Ce bilan salué comme positif dans les milieux proches de l’opposition souverainiste fait dire à certains observateurs que le royaume wahhabite œuvre dans le sens d’un renouveau de l’alliance du 14 Mars, qui a longtemps brandi la cause de la liberté, de la souveraineté et de l’indépendance du Liban.
Mais d’autres estiment que, sans qu’il soit question de raviver le 14 Mars, il s’agit simplement de tenter de rétablir l’équilibre politique du pays, à l’heure où le Hezbollah œuvre pour imposer son agenda sur la scène locale. Explicitant ce point de vue, un observateur 14-Marsiste insiste sur le caractère « strictement national » du 14 Mars. « Riyad ne peut intervenir dans les affaires internes de la vie libanaise, encore moins dans les petits détails de la politique politicienne qui marque notre quotidien », dit-il. Il souligne toutefois que la série de rencontres libano-saoudiennes devrait se poursuivre la semaine prochaine.

« Une initiative d’opposition »
Même son de cloche chez Farès Souhaid, fondateur du rassemblement de Saydet el-Jabal. Joint par L’OLJ, il estime que « le 14 Mars est une initiative nationale axée sur l’union des Libanais autour d’un projet.
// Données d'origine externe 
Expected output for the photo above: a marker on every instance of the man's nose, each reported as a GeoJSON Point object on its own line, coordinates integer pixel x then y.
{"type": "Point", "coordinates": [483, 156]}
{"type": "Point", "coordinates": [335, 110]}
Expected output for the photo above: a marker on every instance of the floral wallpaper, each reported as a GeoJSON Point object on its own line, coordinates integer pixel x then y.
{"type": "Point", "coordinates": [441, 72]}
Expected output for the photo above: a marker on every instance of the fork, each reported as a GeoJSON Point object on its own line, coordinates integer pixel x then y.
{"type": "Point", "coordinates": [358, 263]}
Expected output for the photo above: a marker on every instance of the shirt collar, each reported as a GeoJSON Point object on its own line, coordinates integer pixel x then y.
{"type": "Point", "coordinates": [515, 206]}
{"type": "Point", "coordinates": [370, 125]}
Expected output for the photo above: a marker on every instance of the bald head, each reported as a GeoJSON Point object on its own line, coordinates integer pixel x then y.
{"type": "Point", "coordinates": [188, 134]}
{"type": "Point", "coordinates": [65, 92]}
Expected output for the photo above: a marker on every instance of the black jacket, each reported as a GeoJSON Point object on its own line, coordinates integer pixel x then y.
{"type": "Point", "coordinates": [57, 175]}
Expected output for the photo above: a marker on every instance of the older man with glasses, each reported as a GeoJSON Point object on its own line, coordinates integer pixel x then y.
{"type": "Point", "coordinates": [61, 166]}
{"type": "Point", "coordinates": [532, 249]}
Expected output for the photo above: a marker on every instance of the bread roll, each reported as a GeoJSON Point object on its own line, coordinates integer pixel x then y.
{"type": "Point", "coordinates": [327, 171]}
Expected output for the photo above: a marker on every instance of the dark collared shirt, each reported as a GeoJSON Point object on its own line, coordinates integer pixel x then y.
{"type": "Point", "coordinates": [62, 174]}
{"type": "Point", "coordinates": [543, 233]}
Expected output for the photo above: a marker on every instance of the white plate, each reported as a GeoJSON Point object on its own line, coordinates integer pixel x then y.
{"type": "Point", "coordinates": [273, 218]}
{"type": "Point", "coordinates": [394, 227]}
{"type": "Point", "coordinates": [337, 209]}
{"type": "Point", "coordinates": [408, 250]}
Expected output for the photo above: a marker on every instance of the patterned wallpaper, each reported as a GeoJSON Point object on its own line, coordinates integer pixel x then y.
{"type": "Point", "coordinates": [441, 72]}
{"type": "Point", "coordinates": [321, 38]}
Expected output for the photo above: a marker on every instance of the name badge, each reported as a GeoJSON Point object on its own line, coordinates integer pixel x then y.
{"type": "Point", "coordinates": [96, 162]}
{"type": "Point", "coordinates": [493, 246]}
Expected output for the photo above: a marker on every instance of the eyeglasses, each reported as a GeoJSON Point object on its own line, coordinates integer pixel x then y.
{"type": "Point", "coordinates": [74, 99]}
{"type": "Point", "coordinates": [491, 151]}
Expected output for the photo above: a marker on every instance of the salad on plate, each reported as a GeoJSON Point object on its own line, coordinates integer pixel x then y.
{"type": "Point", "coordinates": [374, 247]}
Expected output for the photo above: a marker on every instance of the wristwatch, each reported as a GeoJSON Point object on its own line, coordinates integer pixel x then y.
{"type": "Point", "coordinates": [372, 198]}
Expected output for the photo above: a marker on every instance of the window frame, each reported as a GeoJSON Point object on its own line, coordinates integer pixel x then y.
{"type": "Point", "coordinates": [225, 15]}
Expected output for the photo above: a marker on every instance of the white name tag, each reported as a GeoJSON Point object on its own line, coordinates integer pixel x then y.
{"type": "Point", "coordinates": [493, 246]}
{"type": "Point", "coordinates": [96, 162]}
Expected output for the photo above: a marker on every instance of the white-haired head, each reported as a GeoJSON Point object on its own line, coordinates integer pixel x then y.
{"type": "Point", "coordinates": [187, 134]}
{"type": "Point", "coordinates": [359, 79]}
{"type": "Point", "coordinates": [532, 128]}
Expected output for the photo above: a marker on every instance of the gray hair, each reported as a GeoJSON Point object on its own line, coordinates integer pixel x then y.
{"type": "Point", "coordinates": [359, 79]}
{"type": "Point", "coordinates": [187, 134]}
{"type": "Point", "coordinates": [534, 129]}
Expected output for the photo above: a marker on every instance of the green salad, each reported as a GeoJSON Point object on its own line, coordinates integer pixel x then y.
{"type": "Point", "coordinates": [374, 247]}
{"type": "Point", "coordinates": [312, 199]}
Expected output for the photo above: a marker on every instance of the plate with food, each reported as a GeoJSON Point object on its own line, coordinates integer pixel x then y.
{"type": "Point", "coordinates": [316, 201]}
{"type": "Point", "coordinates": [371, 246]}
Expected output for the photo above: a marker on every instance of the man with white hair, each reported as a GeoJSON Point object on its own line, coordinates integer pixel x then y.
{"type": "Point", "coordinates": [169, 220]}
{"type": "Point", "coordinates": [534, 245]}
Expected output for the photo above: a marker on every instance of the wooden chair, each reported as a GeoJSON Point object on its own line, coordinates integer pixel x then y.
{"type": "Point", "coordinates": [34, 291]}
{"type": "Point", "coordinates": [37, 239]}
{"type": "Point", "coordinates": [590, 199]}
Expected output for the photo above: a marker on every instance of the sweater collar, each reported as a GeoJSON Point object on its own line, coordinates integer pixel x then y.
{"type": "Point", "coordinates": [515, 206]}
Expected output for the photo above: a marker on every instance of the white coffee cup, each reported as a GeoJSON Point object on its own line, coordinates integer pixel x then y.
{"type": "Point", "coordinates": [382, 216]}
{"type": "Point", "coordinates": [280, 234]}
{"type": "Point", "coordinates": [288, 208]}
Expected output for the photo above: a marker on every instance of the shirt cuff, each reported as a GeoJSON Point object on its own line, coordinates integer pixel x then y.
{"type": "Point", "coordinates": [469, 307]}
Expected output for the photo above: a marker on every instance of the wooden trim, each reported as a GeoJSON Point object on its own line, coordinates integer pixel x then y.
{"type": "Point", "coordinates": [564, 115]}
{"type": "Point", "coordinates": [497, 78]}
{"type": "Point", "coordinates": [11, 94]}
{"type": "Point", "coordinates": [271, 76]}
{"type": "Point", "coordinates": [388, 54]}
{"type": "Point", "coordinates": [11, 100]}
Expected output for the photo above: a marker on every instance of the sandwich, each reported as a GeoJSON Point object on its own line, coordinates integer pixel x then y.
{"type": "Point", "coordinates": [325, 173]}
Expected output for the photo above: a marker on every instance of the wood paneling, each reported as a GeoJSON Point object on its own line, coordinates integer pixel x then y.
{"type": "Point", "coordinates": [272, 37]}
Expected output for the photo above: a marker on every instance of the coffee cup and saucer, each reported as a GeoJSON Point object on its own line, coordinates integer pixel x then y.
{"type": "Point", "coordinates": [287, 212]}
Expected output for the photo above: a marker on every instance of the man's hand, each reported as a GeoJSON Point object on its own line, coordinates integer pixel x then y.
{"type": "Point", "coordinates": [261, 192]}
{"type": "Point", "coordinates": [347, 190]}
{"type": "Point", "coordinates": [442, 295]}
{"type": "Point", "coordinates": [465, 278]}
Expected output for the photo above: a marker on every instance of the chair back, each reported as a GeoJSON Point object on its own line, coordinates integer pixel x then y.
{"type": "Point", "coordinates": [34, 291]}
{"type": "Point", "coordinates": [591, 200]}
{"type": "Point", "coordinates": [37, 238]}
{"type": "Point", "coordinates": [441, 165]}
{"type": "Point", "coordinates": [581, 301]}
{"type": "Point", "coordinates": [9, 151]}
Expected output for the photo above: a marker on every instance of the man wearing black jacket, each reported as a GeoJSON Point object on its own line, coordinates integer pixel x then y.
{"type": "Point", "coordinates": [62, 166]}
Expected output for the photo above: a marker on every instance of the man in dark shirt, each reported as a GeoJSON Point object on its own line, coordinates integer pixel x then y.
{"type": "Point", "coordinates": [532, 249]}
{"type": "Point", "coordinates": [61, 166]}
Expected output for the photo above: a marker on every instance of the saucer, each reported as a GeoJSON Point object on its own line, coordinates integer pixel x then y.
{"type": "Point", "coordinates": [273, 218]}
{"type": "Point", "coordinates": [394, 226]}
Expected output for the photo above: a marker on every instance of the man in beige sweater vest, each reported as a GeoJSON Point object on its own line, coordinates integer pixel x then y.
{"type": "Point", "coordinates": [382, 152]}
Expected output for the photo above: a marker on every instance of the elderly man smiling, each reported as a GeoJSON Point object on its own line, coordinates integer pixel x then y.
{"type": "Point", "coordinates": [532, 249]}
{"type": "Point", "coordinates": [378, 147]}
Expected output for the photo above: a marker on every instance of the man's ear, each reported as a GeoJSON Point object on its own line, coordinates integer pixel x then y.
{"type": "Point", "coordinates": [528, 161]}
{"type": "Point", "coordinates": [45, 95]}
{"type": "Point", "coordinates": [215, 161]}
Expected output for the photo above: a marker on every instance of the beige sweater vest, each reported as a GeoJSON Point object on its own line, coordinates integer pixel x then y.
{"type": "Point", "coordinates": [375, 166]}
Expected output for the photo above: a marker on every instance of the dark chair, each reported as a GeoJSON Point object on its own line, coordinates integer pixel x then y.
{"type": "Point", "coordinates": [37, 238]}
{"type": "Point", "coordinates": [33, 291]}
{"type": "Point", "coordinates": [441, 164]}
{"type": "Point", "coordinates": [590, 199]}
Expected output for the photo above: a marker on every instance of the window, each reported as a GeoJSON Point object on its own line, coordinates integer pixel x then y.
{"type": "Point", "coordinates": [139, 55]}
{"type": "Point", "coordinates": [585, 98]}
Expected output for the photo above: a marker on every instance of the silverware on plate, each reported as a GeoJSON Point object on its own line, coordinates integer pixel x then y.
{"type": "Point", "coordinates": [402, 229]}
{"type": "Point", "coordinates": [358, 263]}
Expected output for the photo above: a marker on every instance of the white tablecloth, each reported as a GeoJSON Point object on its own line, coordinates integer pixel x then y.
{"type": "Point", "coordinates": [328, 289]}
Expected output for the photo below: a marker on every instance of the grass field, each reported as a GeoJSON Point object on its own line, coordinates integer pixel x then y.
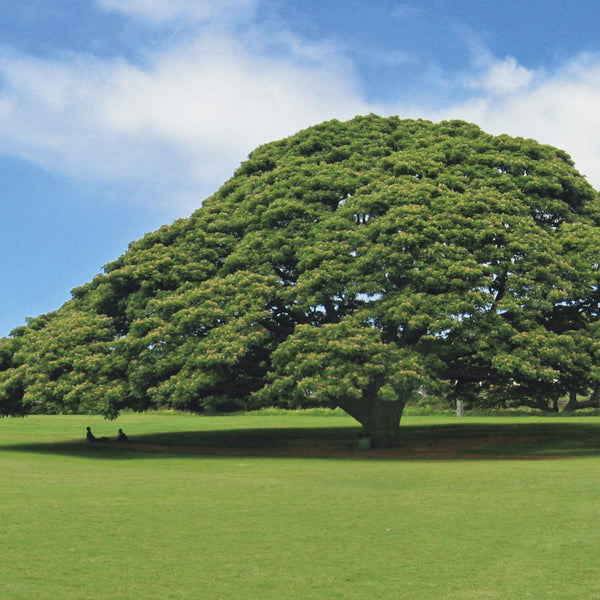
{"type": "Point", "coordinates": [272, 506]}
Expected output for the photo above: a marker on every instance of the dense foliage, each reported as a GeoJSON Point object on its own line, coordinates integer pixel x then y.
{"type": "Point", "coordinates": [353, 264]}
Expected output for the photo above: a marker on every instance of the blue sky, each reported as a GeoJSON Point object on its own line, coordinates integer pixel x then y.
{"type": "Point", "coordinates": [118, 116]}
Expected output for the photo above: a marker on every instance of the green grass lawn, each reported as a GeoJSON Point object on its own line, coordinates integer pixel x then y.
{"type": "Point", "coordinates": [271, 506]}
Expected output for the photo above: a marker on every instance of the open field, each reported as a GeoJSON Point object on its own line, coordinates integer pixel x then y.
{"type": "Point", "coordinates": [285, 506]}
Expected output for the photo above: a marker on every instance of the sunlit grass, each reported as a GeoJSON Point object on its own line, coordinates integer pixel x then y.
{"type": "Point", "coordinates": [178, 514]}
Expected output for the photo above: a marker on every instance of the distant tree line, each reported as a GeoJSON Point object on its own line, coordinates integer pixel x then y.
{"type": "Point", "coordinates": [353, 264]}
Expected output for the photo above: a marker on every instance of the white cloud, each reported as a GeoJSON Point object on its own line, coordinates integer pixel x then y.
{"type": "Point", "coordinates": [504, 77]}
{"type": "Point", "coordinates": [558, 108]}
{"type": "Point", "coordinates": [178, 126]}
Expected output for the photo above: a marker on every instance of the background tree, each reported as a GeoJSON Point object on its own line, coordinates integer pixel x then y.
{"type": "Point", "coordinates": [353, 264]}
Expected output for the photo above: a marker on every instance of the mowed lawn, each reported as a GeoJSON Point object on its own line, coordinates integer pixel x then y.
{"type": "Point", "coordinates": [286, 506]}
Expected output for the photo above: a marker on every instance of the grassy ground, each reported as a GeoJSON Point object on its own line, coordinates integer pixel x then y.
{"type": "Point", "coordinates": [285, 506]}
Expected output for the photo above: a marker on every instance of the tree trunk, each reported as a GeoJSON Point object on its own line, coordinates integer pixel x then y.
{"type": "Point", "coordinates": [381, 419]}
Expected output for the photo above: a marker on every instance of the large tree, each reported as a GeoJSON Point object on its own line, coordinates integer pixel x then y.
{"type": "Point", "coordinates": [353, 264]}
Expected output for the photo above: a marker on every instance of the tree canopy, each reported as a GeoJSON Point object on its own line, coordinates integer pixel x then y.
{"type": "Point", "coordinates": [354, 264]}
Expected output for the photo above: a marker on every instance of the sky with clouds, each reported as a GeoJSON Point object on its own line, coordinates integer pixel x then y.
{"type": "Point", "coordinates": [118, 116]}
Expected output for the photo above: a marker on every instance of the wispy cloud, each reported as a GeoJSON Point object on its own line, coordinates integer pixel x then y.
{"type": "Point", "coordinates": [176, 126]}
{"type": "Point", "coordinates": [558, 108]}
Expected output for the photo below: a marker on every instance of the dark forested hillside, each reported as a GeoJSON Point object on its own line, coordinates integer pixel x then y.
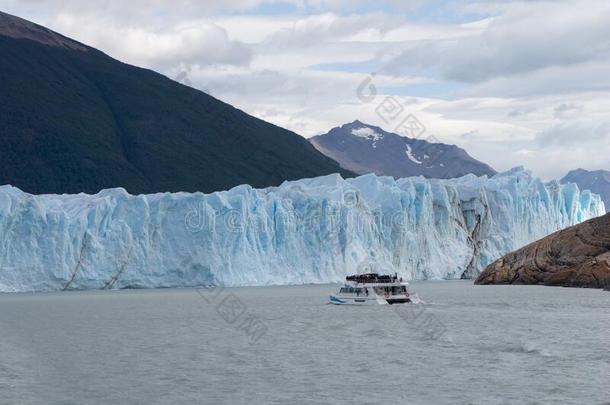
{"type": "Point", "coordinates": [73, 119]}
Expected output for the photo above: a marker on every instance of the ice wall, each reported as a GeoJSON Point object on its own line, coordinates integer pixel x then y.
{"type": "Point", "coordinates": [307, 231]}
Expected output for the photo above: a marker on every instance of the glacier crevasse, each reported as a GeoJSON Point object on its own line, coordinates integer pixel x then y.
{"type": "Point", "coordinates": [306, 231]}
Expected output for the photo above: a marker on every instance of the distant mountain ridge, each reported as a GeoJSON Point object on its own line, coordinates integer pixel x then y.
{"type": "Point", "coordinates": [73, 119]}
{"type": "Point", "coordinates": [597, 181]}
{"type": "Point", "coordinates": [364, 148]}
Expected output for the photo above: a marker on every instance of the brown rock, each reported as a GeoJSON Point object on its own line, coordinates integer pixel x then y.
{"type": "Point", "coordinates": [578, 256]}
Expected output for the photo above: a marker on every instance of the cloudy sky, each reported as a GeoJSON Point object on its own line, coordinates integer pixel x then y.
{"type": "Point", "coordinates": [513, 82]}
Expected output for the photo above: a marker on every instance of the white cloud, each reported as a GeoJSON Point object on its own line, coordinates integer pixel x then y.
{"type": "Point", "coordinates": [533, 83]}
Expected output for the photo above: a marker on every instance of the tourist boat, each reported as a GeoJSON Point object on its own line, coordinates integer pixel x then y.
{"type": "Point", "coordinates": [371, 289]}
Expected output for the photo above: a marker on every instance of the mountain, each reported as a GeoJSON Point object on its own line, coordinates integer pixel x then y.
{"type": "Point", "coordinates": [575, 257]}
{"type": "Point", "coordinates": [597, 181]}
{"type": "Point", "coordinates": [305, 231]}
{"type": "Point", "coordinates": [365, 149]}
{"type": "Point", "coordinates": [73, 119]}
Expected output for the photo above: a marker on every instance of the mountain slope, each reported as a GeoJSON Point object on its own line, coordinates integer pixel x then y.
{"type": "Point", "coordinates": [575, 257]}
{"type": "Point", "coordinates": [365, 149]}
{"type": "Point", "coordinates": [73, 119]}
{"type": "Point", "coordinates": [597, 181]}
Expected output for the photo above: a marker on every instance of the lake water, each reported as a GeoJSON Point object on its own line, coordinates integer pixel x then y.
{"type": "Point", "coordinates": [284, 345]}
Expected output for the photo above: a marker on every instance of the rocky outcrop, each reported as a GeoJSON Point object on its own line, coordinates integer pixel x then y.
{"type": "Point", "coordinates": [578, 256]}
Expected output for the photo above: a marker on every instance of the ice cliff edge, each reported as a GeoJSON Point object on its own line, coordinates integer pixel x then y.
{"type": "Point", "coordinates": [306, 231]}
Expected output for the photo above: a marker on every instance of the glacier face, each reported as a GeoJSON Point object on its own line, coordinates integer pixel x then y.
{"type": "Point", "coordinates": [307, 231]}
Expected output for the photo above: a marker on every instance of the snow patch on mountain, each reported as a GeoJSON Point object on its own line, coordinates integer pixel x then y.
{"type": "Point", "coordinates": [367, 133]}
{"type": "Point", "coordinates": [307, 231]}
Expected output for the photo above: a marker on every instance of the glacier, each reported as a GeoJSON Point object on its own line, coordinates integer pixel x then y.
{"type": "Point", "coordinates": [306, 231]}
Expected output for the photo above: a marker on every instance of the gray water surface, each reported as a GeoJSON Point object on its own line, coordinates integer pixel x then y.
{"type": "Point", "coordinates": [467, 345]}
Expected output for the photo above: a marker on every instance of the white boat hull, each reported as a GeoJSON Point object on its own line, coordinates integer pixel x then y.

En 2005, celui-ci était le retrait des troupes syriennes du Liban ». « Aujourd’hui, les sujets de discorde entre Libanais sont tellement grands qu’il n’est plus question de 14 Mars », souligne Farès Souhaid, avant de faire état d’un « déséquilibre des rapports de force au Liban, en faveur de l’axe de la “moumanaa”». Il en veut pour preuve le fait que les deux composantes majoritaires du gouvernement, en l’occurrence le CPL et le Futur, sont toujours attachées au compromis politique élargi qui a donné le coup d’envoi au mandat Aoun et permis au cabinet Hariri de voir le jour. « Le Futur estime que la confrontation directe avec le président de la République, Michel Aoun, devrait être ajourné », note-t-il.
Mais l’ancien député de Jbeil insiste, par ailleurs, sur l’importance de créer une « opposition structurée » face à la mainmise exercée par le parti de Hassan Nasrallah sur le pays.
À la faveur de cette logique, Farès Souhaid estime que les rencontres de Samy Gemayel et de Samir Geagea à Riyad sont « une manière d’unifier la lecture politique, en vue de transformer la volonté d’opposition en une initiative d’opposition ».
Selon M. Souhaid, « désormais, le clivage dépasse les alignements du 8 et du 14 Mars. Il est aujourd’hui question de penser à préserver le Liban face au chaos régional ».